Now, with his fierce little warrior glaring up at him, he knew she was strong enough to accept the children he cared for, as well as Emeline and Mary and Donald Walton. His motives for bringing her into his world didn’t matter to her. She had made her decision, and she trusted him with her life and the lives of the two people she held dear—Lourdes and Genevieve.
“We have to hurry and get out of here,” she murmured softly. “I need to see the rest of it, but I want to go fast. I feel . . .” She broke off, looking around her, apprehension pouring off of her. He isn’t entirely gone. I feel him. Vadim. It was his voice talking to me and now I feel as if he’s crouched there inside me, watching and waiting until I make a mistake.
She communicated with him on their more intimate path, but Tariq immediately relayed the message to the others sifting through the rubble.

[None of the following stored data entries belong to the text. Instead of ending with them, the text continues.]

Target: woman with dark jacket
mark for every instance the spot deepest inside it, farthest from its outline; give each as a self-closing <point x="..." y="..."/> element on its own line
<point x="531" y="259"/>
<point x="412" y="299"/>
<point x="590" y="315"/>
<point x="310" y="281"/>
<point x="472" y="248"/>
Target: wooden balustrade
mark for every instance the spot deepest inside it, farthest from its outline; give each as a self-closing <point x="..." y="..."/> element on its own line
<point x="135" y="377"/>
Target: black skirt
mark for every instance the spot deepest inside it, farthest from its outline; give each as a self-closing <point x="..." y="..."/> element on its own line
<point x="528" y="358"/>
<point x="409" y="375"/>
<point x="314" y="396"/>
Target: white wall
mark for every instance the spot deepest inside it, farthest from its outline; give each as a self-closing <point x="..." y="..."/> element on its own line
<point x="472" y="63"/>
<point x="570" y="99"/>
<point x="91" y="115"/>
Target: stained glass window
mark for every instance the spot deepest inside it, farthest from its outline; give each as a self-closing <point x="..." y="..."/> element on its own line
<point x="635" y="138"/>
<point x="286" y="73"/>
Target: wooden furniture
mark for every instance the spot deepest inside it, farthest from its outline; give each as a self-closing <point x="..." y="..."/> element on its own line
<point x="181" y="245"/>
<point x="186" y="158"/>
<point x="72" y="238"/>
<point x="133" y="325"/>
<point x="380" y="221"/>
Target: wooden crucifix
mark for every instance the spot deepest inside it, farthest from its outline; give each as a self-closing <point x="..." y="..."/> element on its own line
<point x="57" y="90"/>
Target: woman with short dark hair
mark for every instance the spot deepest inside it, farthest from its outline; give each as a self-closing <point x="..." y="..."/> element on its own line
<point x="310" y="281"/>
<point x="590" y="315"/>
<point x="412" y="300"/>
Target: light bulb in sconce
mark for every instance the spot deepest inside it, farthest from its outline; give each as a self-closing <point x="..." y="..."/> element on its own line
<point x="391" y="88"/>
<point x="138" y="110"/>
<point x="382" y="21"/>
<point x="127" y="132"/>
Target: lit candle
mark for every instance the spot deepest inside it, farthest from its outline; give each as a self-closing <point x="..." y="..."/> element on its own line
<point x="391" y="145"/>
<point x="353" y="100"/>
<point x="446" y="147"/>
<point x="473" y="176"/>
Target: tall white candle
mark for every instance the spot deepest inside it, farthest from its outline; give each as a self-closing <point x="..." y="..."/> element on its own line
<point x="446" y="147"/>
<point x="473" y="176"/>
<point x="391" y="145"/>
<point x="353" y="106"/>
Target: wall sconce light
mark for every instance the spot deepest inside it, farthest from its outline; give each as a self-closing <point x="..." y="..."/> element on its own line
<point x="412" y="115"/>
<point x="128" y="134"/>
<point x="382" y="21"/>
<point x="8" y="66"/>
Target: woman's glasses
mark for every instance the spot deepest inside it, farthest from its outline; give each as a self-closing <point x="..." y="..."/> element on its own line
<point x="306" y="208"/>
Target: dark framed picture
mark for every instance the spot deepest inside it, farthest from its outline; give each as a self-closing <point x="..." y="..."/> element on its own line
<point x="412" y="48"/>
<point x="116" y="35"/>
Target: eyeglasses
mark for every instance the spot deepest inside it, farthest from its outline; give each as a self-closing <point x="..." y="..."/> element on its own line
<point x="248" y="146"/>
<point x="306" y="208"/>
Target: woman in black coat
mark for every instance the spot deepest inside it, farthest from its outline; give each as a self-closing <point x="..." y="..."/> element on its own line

There is no need for her to see these dead women or feel what was done to them, Dragomir said. There has to be a blood bond between your woman and Vadim. Find the source, Tariq, or she will become a liability we cannot afford.
Tariq went very still, the predator in him uncoiling. Unsheathing claws. The threat was there. Dragomir was ancient. Extremely dangerous. He had been one of the ancients, so powerful and deadly that he had locked himself in the monastery with others like him. They could no longer be in the world and have those around them be safe. They were considered the most dangerous Carpathians living, which made them the most dangerous creatures on the face of the earth.
Dragomir and the others believed it was dishonorable to seek the dawn rather than give in to the never-ending whispers of temptation. When even those whispers stopped and there was only a dark void of nothing, they knew too many kills had destroyed them. They had no hope, no memories, nothing but their honor and strength to keep them from killing anything that came near them.
Dragomir was of the old school, unused to the modern ways, and he believed their women would follow where their men led. He had recently left the monastery because he’d been given renewed hope that his lifemate existed and was in the United States, specifically California. He had stopped on his way north to aid Tariq when the call went out for aid against Vadim. Tariq no longer knew if that was a good thing. Dragomir would be hard to kill, even with several experienced hunters close.